OTTAWA, ONTARIO — The Canadian Tourism Commission has come under unwanted and ignorant criticism this month. The truth is, any of us would be hard-pressed to find a government agency that manages to do more with less than the CTC. Its budget has been slashed by 20% to $58.5 million from the 2012 level of $72 million, a sum that had also been reduced from previous years. Yet, the Canadian tourism industry grew 4.2% in 2012, increasing its revenue to $81.9 billion. A $100-billion target has been set for 2015.
“We’re the little engine that could,” Michele McKenzie said on May 3 in Cape Breton while attending that Nova Scotia region’s annual tourism conference and she underscored that sentiment a week later at Rendez-vous Canada, a yearly gathering of Canada’s tourism and trade industry.
In the face of relentless competition and staggering budget cuts, the CTC has deployed a strategy that involves provincial and municipal tourism boards and agencies focusing on traditional markets like the United States. On the federal level, the CTC is pushing all of its efforts toward attracting consumers from Brazil, India, China and Australia — nations where revenue potential is immense. The economies of Brazil, India and China are going to continue to grow and their citizens are will travel farther afield, and Canada has an opportunity to ensure consistent travel from those populations. Australians are used to long flights and the ascent in value of their currency allows many of them to fulfill the dream of venturing to Canada.

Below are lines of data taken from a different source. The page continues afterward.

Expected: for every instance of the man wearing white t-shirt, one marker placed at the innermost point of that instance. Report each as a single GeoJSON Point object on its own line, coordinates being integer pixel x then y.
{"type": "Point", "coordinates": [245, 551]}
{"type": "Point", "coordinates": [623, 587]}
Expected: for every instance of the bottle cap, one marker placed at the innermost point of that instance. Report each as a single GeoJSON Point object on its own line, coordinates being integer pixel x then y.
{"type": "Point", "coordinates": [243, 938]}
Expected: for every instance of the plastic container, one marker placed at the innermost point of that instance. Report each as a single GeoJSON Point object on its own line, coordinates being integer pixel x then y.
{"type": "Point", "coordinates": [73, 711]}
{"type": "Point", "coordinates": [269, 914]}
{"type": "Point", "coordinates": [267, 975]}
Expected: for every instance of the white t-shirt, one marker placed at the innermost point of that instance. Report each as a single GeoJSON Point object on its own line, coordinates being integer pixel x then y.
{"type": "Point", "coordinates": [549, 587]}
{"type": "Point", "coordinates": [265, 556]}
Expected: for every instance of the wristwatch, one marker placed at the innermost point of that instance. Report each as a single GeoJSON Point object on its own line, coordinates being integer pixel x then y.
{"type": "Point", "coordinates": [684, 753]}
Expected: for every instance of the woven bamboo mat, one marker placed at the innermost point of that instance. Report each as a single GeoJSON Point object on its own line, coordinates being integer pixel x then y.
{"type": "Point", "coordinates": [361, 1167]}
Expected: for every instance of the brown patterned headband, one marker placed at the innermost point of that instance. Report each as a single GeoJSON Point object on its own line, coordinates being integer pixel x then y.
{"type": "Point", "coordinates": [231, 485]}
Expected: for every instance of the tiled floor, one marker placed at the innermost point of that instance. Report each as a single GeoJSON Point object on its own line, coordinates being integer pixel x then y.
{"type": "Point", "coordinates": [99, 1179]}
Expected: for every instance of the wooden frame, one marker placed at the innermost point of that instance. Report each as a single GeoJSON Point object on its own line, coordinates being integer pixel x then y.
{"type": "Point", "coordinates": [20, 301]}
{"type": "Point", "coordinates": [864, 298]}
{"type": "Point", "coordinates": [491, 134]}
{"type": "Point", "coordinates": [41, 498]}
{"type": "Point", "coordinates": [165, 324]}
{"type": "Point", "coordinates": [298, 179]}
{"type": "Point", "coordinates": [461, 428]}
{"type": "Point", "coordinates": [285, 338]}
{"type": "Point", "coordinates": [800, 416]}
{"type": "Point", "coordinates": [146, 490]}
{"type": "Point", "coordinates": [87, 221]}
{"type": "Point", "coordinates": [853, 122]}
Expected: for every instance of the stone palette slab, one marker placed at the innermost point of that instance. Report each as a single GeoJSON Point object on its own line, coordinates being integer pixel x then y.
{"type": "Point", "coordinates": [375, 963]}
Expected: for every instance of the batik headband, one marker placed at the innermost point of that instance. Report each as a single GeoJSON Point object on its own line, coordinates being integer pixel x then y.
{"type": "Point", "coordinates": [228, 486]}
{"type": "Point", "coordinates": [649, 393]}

“The CTC deserves full credit for the work they’ve done. They are punching well above their weight, given where competitors have invested and in the face of enormous challenges,” said David Goldstein, president of the Tourism Industry Association of Canada, which advocates for travel-related businesses across the country. Goldstein is a straight talker and a pragmatist not shy about criticizing government. His praise is hard won and meaningful. “Every single one of Canada’s competitors is increasing its spending on tourism, and we are going in exactly the opposite direction. The State of New York has now upped its tourism budget to $68 million, which means it is spending more than Canada.”

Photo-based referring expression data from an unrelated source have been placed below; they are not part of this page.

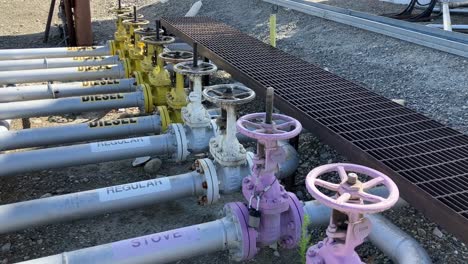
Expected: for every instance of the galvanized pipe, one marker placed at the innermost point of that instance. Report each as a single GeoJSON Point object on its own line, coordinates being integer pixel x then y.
{"type": "Point", "coordinates": [46, 63]}
{"type": "Point", "coordinates": [87, 103]}
{"type": "Point", "coordinates": [19, 216]}
{"type": "Point", "coordinates": [38, 53]}
{"type": "Point", "coordinates": [162, 247]}
{"type": "Point", "coordinates": [60, 90]}
{"type": "Point", "coordinates": [63, 74]}
{"type": "Point", "coordinates": [66, 156]}
{"type": "Point", "coordinates": [390, 239]}
{"type": "Point", "coordinates": [47, 136]}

Goldstein’s main criticism is with the cost of air travel, saying the federal government should be working to reduce airfare costs and revamp its aviation cost structure, an area where the nation ranks 136th in the world. He suggests eliminating the value-added tax (VAT) that is charged on airfares, a strategy that has worked for other nations, or re-distributing that tax to tourism agencies. He also wants to see improved air access for emerging markets. None of those issues fall under the CTC’s umbrella.
(My feeling? If you reduced airfare costs in Canada by only 15% it would reverse the trend of Canadians using airports in US border cities. Last year, 5 million Canadians flew from across the border, equating to $2.3 billion and 70 fully booked flights lost to the US. Those lower airfares would also entice many more visitors to the nation. The reason this cost reduction doesn’t happen is likely because one government agency would lose a lot of revenue from the lower airfares, even though there would be improvement in many other aspects of the economy.)
Goldstein and McKenzie were among a contingent of speakers who commented about the successes, challenges and shortcomings of the nation’s tourism industry in Ottawa. The dichotomy of Canada’s tourism business was made clear through the presenters:
GOOD: The nation ranks first in reputation of travellers
BAD: It ranks 18th in number of visitors
GOOD: Its brand is so strong that it has been copied by numerous other nations, including the United States’ Brand USA campaign
BAD: The budget cuts limit the amount of innovation the CTC can undertake
GOOD: Double-digit growth in visitors is occurring from markets such as China, India and Brazil
BAD: Traditional markets, including Germany and the United Kingdom, have seen drops in travel in 2011 and 2012.